When the promised invitation to join a writing group arrives a month later, she treks by train, bus and foot to reach the small town location. The spirit of warmth and common purpose she experiences in that first encounter with the group of 30 or so Japanese men and women immediately engages her.
The memoir that follows, while not a how-to book in the typical mold, offers so graceful an entry into the pleasures of experiencing haiku it will surely inspire readers interested in trying their own hands at the evocative form. The haiku sprinkled generously throughout the text include examples from acknowledged early masters:
washed all white
ah … the cold!
and from members of the haiku group and their teacher:
bringing to a boil
New Year’s noodles
making a home.
The group’s haiku master, Kuroda Momoko, agrees to meet independently with Friedman for some requested "remedial" help. As the two work together over several sessions, Momoko generously instructs Friedman in the subtleties of writing haiku and her own philosophy about the process. Explaining seasonal words (kigo), Momoko calls them "our national treasures." She continues, "Some seasonal words have been in use since the Edo period. When we pick up one of these jewels and use it in a haiku, it is rich with history. They capture the essence of Japanese life."
Other members of the writing group also come into focus as Friedman connects with them in her quest to deepen her appreciation of the place of haiku in modern Japanese lives. An economics professor, whose haiku written in the midst of a hospital stay had intrigued Friedman, tells her about the tradition of haiku called "illness writing" (byosho). During a discussion of a poem by Travelling Man Tree, she learns his story of the Hiroshima bombing.

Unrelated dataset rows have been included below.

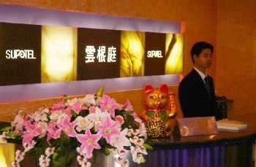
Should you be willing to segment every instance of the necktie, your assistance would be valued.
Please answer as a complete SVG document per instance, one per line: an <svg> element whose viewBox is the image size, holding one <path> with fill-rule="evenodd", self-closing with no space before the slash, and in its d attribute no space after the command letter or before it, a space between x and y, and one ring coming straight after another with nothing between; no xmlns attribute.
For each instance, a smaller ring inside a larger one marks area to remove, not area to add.
<svg viewBox="0 0 256 167"><path fill-rule="evenodd" d="M206 76L204 79L205 86L207 90L207 92L209 95L211 95L211 85L210 85L210 77Z"/></svg>

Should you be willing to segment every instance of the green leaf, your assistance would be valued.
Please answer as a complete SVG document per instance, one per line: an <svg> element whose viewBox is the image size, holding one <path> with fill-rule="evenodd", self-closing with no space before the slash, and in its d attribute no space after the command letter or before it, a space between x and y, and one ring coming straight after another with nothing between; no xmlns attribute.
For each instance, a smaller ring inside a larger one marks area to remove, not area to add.
<svg viewBox="0 0 256 167"><path fill-rule="evenodd" d="M0 122L0 131L6 131L9 129L6 130L7 128L11 128L11 123L1 123Z"/></svg>
<svg viewBox="0 0 256 167"><path fill-rule="evenodd" d="M108 156L110 154L110 151L109 150L109 149L108 147L105 147L105 155Z"/></svg>
<svg viewBox="0 0 256 167"><path fill-rule="evenodd" d="M133 111L124 111L121 112L122 114L132 114L132 113Z"/></svg>
<svg viewBox="0 0 256 167"><path fill-rule="evenodd" d="M151 145L149 145L148 144L144 143L143 146L145 147L145 148L146 149L149 149L149 150L152 150L153 149L153 147L151 147Z"/></svg>
<svg viewBox="0 0 256 167"><path fill-rule="evenodd" d="M146 112L146 114L148 115L148 117L152 117L154 116L154 112L148 110Z"/></svg>
<svg viewBox="0 0 256 167"><path fill-rule="evenodd" d="M71 114L74 117L76 117L78 116L77 113L74 110L71 110Z"/></svg>
<svg viewBox="0 0 256 167"><path fill-rule="evenodd" d="M12 127L10 126L7 126L7 127L4 127L4 128L1 128L0 129L0 131L8 131L9 130L10 130L12 128Z"/></svg>

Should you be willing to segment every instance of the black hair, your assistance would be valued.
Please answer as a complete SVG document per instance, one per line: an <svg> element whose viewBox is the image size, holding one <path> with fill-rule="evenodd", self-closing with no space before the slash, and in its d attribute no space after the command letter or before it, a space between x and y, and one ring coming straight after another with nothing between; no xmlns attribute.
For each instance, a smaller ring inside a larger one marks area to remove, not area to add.
<svg viewBox="0 0 256 167"><path fill-rule="evenodd" d="M200 53L201 53L202 50L204 49L210 49L211 53L214 52L214 47L211 44L207 43L206 42L198 42L195 43L193 47L191 49L191 58L192 60L192 62L195 63L195 61L193 59L193 55L195 55L198 57Z"/></svg>

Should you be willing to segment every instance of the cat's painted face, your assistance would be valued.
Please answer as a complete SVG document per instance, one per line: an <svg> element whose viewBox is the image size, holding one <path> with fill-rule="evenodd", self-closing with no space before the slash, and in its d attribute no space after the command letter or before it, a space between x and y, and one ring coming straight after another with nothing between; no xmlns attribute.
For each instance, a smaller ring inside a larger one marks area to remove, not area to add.
<svg viewBox="0 0 256 167"><path fill-rule="evenodd" d="M168 104L168 100L167 94L154 90L146 94L145 104L148 108L163 109Z"/></svg>
<svg viewBox="0 0 256 167"><path fill-rule="evenodd" d="M168 87L166 85L162 85L159 88L153 88L150 85L146 85L145 93L145 106L147 108L153 109L164 109L168 105Z"/></svg>

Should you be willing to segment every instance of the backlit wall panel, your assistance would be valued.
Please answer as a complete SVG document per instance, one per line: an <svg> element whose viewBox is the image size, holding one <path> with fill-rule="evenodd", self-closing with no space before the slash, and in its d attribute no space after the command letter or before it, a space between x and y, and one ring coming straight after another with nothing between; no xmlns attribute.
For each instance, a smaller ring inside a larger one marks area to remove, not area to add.
<svg viewBox="0 0 256 167"><path fill-rule="evenodd" d="M42 26L42 82L76 79L77 28Z"/></svg>

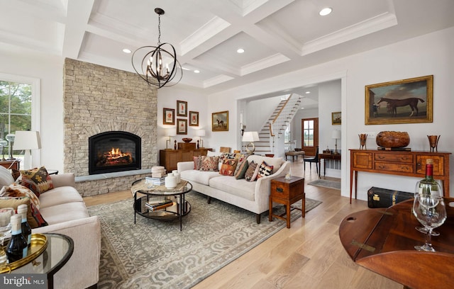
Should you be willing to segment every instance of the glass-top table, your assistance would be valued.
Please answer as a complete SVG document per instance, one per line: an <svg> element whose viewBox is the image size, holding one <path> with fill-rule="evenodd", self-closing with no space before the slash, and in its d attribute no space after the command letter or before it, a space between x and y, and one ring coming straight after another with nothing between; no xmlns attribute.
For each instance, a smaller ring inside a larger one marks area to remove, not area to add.
<svg viewBox="0 0 454 289"><path fill-rule="evenodd" d="M170 220L179 219L179 230L182 230L182 217L191 212L191 204L185 200L185 195L192 190L192 185L182 180L172 189L165 186L153 186L145 179L133 183L131 193L134 198L134 224L137 214L150 219ZM153 205L164 204L154 208Z"/></svg>
<svg viewBox="0 0 454 289"><path fill-rule="evenodd" d="M74 251L74 242L72 239L64 234L43 234L48 240L45 250L27 264L11 271L11 273L45 274L47 276L48 288L53 288L53 276L71 258Z"/></svg>

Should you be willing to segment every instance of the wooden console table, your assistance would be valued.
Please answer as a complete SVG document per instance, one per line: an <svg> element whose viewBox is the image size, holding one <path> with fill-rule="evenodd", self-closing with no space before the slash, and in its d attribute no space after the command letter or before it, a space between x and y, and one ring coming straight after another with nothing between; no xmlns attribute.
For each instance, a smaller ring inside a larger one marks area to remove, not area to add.
<svg viewBox="0 0 454 289"><path fill-rule="evenodd" d="M323 176L326 174L326 159L336 159L340 161L340 154L319 154L319 178L320 178L320 173L321 172L321 159L323 161Z"/></svg>
<svg viewBox="0 0 454 289"><path fill-rule="evenodd" d="M358 195L358 172L367 171L397 176L426 176L426 161L433 159L433 178L443 181L445 197L449 197L449 156L450 152L403 152L350 149L350 203L353 178L355 198Z"/></svg>
<svg viewBox="0 0 454 289"><path fill-rule="evenodd" d="M454 198L445 198L448 219L436 228L440 236L432 237L436 252L414 249L424 244L425 236L415 229L421 225L411 213L413 199L348 215L339 226L340 242L355 263L406 288L453 288L454 215L448 210L450 201Z"/></svg>
<svg viewBox="0 0 454 289"><path fill-rule="evenodd" d="M211 149L161 149L159 151L159 164L172 172L177 169L179 162L192 162L194 157L206 156Z"/></svg>

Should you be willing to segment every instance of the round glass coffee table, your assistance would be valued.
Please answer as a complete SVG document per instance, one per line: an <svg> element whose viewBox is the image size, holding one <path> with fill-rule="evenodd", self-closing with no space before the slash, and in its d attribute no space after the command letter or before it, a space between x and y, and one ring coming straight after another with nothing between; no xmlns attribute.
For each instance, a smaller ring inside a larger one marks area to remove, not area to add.
<svg viewBox="0 0 454 289"><path fill-rule="evenodd" d="M181 231L182 217L191 212L191 204L184 197L191 190L192 185L187 181L182 180L172 189L147 183L145 179L135 181L131 188L134 198L134 224L137 214L161 220L179 219Z"/></svg>

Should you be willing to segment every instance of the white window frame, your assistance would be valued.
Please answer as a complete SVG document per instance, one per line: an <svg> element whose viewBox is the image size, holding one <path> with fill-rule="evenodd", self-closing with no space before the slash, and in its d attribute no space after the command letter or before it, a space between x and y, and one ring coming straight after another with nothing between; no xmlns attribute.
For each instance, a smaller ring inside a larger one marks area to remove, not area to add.
<svg viewBox="0 0 454 289"><path fill-rule="evenodd" d="M40 132L41 135L41 80L38 78L0 73L4 81L27 84L31 86L31 130ZM36 167L41 164L40 149L31 150L31 165Z"/></svg>

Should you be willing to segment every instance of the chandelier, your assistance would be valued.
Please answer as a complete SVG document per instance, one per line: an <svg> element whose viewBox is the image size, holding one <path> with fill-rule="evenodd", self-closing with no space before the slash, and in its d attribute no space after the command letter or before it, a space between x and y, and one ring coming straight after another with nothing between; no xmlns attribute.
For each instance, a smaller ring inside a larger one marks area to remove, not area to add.
<svg viewBox="0 0 454 289"><path fill-rule="evenodd" d="M155 8L158 18L157 46L138 48L131 57L133 67L149 85L158 89L177 84L183 76L182 66L177 60L175 48L170 43L161 43L161 15L164 10ZM177 76L175 81L172 80Z"/></svg>

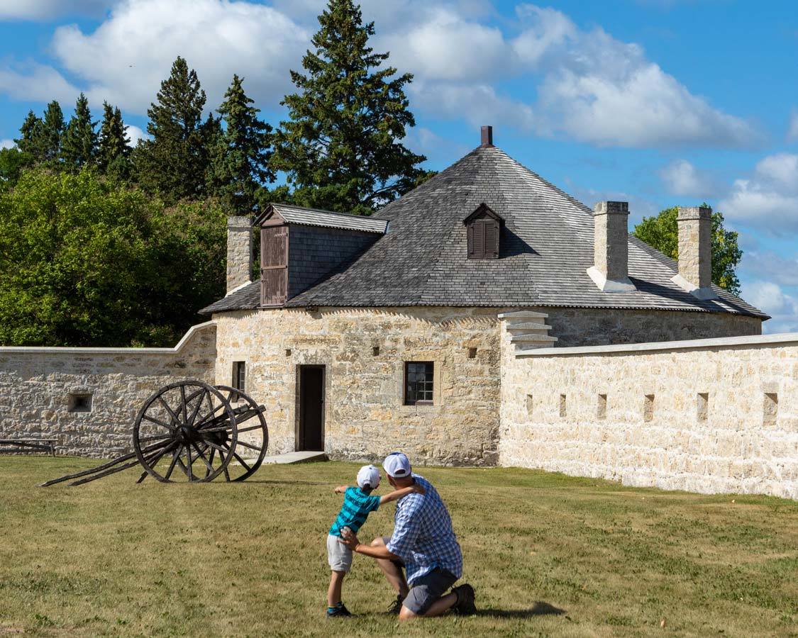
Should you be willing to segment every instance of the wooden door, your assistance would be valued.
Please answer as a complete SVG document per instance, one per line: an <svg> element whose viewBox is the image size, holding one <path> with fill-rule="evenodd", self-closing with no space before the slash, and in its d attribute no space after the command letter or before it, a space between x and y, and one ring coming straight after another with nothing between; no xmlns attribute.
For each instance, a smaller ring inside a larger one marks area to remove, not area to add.
<svg viewBox="0 0 798 638"><path fill-rule="evenodd" d="M299 366L298 450L324 450L323 365Z"/></svg>

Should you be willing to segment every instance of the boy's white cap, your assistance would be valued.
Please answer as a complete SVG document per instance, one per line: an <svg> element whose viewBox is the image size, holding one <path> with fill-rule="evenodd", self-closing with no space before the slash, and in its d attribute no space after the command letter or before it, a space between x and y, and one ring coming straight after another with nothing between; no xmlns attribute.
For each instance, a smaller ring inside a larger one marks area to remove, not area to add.
<svg viewBox="0 0 798 638"><path fill-rule="evenodd" d="M361 488L369 486L376 490L380 484L380 470L373 465L364 465L358 471L358 486Z"/></svg>
<svg viewBox="0 0 798 638"><path fill-rule="evenodd" d="M413 470L410 468L410 460L407 455L402 452L391 452L385 457L382 467L389 476L394 478L403 478L409 476Z"/></svg>

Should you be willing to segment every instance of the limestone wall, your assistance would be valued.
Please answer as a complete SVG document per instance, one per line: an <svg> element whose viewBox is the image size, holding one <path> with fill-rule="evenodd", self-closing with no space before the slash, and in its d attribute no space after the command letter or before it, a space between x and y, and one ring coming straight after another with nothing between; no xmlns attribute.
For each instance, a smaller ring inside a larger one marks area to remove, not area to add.
<svg viewBox="0 0 798 638"><path fill-rule="evenodd" d="M798 334L502 352L502 465L798 498Z"/></svg>
<svg viewBox="0 0 798 638"><path fill-rule="evenodd" d="M417 463L496 462L495 309L285 309L215 319L216 381L229 384L233 361L246 361L247 392L267 407L272 453L295 449L299 366L321 364L333 458L374 460L403 450ZM412 360L435 364L433 405L404 405L404 364Z"/></svg>
<svg viewBox="0 0 798 638"><path fill-rule="evenodd" d="M181 379L213 381L215 332L195 326L175 348L0 348L0 439L55 439L58 454L81 456L131 451L149 395ZM90 395L90 412L70 411L70 395Z"/></svg>

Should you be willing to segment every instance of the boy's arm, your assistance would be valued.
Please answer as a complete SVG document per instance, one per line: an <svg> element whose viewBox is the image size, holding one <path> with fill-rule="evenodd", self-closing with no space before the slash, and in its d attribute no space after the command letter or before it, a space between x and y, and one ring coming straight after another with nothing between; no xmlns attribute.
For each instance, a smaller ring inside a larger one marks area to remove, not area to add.
<svg viewBox="0 0 798 638"><path fill-rule="evenodd" d="M394 490L393 492L389 492L385 496L380 498L380 505L389 503L391 501L398 501L400 498L404 498L409 494L413 493L426 494L424 491L424 488L419 483L416 483L409 487L402 487L401 490Z"/></svg>

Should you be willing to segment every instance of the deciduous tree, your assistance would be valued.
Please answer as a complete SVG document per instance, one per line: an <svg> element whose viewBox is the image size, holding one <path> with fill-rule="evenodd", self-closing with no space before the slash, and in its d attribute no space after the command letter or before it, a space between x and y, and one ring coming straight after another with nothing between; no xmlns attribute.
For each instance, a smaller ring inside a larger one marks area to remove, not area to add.
<svg viewBox="0 0 798 638"><path fill-rule="evenodd" d="M707 206L706 203L702 206ZM644 217L632 232L635 237L674 259L679 258L679 230L677 219L678 207L666 208L654 217ZM737 234L727 230L723 214L712 214L712 281L713 283L740 294L740 279L737 267L743 251L737 243Z"/></svg>

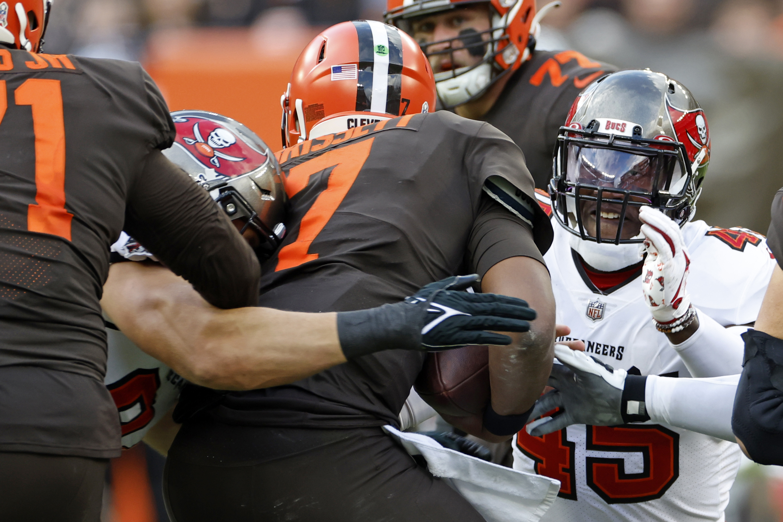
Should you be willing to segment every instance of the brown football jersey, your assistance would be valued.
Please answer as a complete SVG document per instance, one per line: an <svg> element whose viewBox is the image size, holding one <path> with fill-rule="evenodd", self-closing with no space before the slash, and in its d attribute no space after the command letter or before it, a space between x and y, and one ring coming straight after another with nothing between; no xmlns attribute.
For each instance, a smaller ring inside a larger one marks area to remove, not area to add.
<svg viewBox="0 0 783 522"><path fill-rule="evenodd" d="M576 51L536 51L484 117L519 146L539 189L552 178L552 156L571 105L594 80L617 67Z"/></svg>
<svg viewBox="0 0 783 522"><path fill-rule="evenodd" d="M242 283L199 275L204 250L252 253L158 150L175 135L138 63L0 49L0 451L118 455L99 301L124 226L197 288Z"/></svg>
<svg viewBox="0 0 783 522"><path fill-rule="evenodd" d="M778 191L772 200L772 221L767 232L767 244L783 268L783 189Z"/></svg>
<svg viewBox="0 0 783 522"><path fill-rule="evenodd" d="M396 302L507 257L540 260L551 241L519 148L486 123L409 115L278 157L289 232L264 266L261 306L320 312ZM290 385L231 393L215 415L287 427L394 424L424 355L377 352Z"/></svg>

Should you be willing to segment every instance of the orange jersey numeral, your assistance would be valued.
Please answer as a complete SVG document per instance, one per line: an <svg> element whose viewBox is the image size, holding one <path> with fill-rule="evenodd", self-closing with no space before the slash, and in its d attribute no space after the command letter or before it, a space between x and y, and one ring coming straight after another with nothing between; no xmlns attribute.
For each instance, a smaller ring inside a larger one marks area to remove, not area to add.
<svg viewBox="0 0 783 522"><path fill-rule="evenodd" d="M296 241L280 249L277 254L275 271L299 266L313 259L318 254L309 254L310 244L321 233L323 227L342 203L348 191L356 181L359 171L370 156L374 138L370 138L340 149L334 149L321 156L308 160L291 167L286 178L286 193L294 197L307 186L310 176L331 168L327 189L322 192L310 210L305 214L299 225Z"/></svg>
<svg viewBox="0 0 783 522"><path fill-rule="evenodd" d="M2 83L5 94L5 82ZM65 124L60 81L31 78L14 95L16 105L31 106L35 133L35 203L27 207L27 230L70 241L74 214L65 210Z"/></svg>

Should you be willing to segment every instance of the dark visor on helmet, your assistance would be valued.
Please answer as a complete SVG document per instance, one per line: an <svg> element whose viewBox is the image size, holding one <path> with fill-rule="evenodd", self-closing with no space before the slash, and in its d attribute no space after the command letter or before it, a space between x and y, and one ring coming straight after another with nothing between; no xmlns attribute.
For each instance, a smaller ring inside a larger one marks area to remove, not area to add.
<svg viewBox="0 0 783 522"><path fill-rule="evenodd" d="M562 127L550 183L555 218L583 239L641 243L640 207L658 208L678 223L689 217L687 157L677 142Z"/></svg>
<svg viewBox="0 0 783 522"><path fill-rule="evenodd" d="M659 190L669 190L683 178L676 153L658 153L643 154L568 143L566 181L651 196L656 185Z"/></svg>

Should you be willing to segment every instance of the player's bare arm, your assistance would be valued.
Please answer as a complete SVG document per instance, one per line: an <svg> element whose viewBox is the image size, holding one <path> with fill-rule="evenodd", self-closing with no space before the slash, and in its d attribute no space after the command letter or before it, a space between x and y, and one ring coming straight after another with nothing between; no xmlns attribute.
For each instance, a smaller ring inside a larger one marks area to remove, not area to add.
<svg viewBox="0 0 783 522"><path fill-rule="evenodd" d="M463 279L460 284L473 280ZM347 357L378 350L511 343L505 335L479 329L526 331L526 319L535 315L518 300L453 292L446 286L430 295L423 289L413 301L402 308L398 304L342 312L339 318L337 313L262 308L220 310L168 268L145 262L113 265L101 304L143 351L192 383L220 390L290 383L345 362ZM422 326L439 316L439 311L428 311L431 302L463 313L438 322L422 334ZM423 321L416 311L421 307ZM418 337L412 337L412 333Z"/></svg>
<svg viewBox="0 0 783 522"><path fill-rule="evenodd" d="M201 386L265 387L346 360L337 314L219 310L157 264L113 265L101 305L143 351Z"/></svg>
<svg viewBox="0 0 783 522"><path fill-rule="evenodd" d="M492 409L501 416L524 414L541 394L552 367L555 307L549 272L531 257L510 257L487 272L482 290L525 296L531 307L538 307L529 332L514 336L511 346L489 347ZM567 330L559 333L567 335ZM575 341L574 347L583 349L583 345ZM485 441L500 442L511 437L488 430L482 416L441 415L450 424Z"/></svg>
<svg viewBox="0 0 783 522"><path fill-rule="evenodd" d="M547 268L531 257L510 257L487 272L485 292L521 297L536 311L530 331L514 336L509 347L490 347L492 406L500 415L530 409L541 394L552 367L554 296Z"/></svg>

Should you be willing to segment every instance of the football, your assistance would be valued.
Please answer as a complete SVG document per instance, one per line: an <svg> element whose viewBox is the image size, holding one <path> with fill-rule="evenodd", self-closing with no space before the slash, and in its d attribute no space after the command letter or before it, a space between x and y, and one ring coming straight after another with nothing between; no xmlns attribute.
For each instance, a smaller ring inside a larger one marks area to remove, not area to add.
<svg viewBox="0 0 783 522"><path fill-rule="evenodd" d="M486 346L430 353L414 384L421 398L441 413L478 415L489 400L489 351Z"/></svg>

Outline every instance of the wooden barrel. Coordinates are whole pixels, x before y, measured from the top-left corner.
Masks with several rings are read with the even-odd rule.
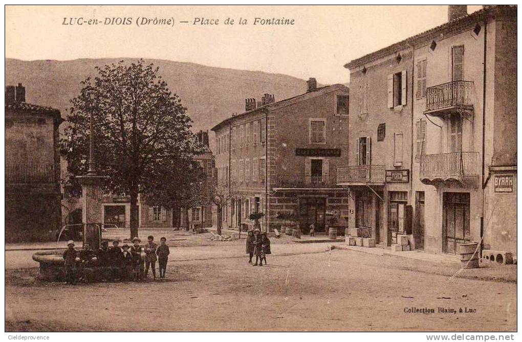
[[[458,245],[457,251],[463,268],[477,268],[479,267],[478,247],[477,242]]]

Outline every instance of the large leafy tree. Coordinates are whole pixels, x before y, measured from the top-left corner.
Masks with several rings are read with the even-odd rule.
[[[175,182],[178,189],[190,186],[192,157],[202,151],[186,108],[158,69],[141,59],[97,67],[98,75],[82,81],[79,94],[71,100],[63,144],[69,172],[85,174],[93,113],[97,171],[107,176],[106,191],[130,197],[131,237],[138,236],[138,194],[153,198],[168,182]]]

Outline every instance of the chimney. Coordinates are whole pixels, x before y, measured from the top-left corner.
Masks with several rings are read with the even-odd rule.
[[[275,102],[275,96],[271,94],[268,94],[265,93],[263,95],[263,97],[261,98],[261,105],[266,106],[267,104],[270,104],[270,103],[274,103]]]
[[[468,15],[467,5],[449,5],[448,6],[448,21]]]
[[[13,103],[15,102],[15,87],[14,86],[6,86],[5,103]]]
[[[26,102],[26,88],[25,87],[22,87],[22,83],[19,83],[16,86],[15,93],[15,100],[17,102]]]
[[[248,112],[249,111],[253,111],[255,109],[256,109],[256,99],[245,99],[245,112]]]
[[[306,91],[313,91],[317,88],[317,81],[313,77],[310,77],[306,81]]]

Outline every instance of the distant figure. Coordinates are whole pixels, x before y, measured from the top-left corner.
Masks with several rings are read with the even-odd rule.
[[[266,254],[271,254],[272,252],[270,250],[270,239],[267,236],[266,231],[261,234],[261,250],[263,252],[262,259],[265,260],[265,264],[266,265]]]
[[[254,256],[254,230],[248,230],[246,235],[246,254],[248,254],[248,263],[252,263]]]
[[[67,249],[64,252],[63,258],[65,260],[64,265],[65,266],[65,274],[67,283],[74,284],[75,281],[76,256],[78,253],[74,249],[74,241],[70,240],[67,242]]]
[[[162,237],[160,239],[160,245],[156,249],[156,255],[158,255],[158,263],[160,267],[160,278],[164,278],[167,272],[167,263],[169,261],[169,254],[170,249],[167,245],[167,238]]]
[[[147,237],[148,240],[145,246],[145,276],[149,275],[149,267],[152,268],[152,276],[154,279],[156,278],[156,260],[158,258],[156,256],[156,248],[158,245],[154,243],[154,237],[149,235]]]
[[[263,248],[261,241],[261,230],[256,228],[254,229],[254,254],[256,255],[256,263],[252,266],[257,266],[257,261],[259,260],[259,265],[263,266]]]
[[[133,269],[134,280],[139,282],[143,280],[144,264],[141,260],[141,251],[143,248],[139,246],[141,240],[139,238],[132,239],[133,245],[130,246],[130,254],[133,256]]]
[[[315,236],[315,225],[312,223],[310,225],[310,236]]]

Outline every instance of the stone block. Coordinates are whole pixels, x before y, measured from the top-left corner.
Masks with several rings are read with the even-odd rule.
[[[401,246],[408,246],[408,235],[397,235],[397,244]]]
[[[364,238],[362,239],[362,245],[365,247],[375,247],[375,239],[372,238]]]
[[[355,245],[355,238],[352,236],[346,237],[345,238],[345,241],[346,241],[346,243],[348,246]]]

Stone Bridge Press has done a lovely job with the aesthetics of the book as a physical object as well. It’s a sturdy paperback, with an appealing burgundy-colored cover and attractive interior design. In a particularly nice typographical touch, the text of each haiku is presented in Japanese characters, in transliterated Japanese, and in English. As an aid to prospective writers, a brief but comprehensive section at the end offers tips on writing haiku in English and on starting a haiku group, as well as suggestions for further reading.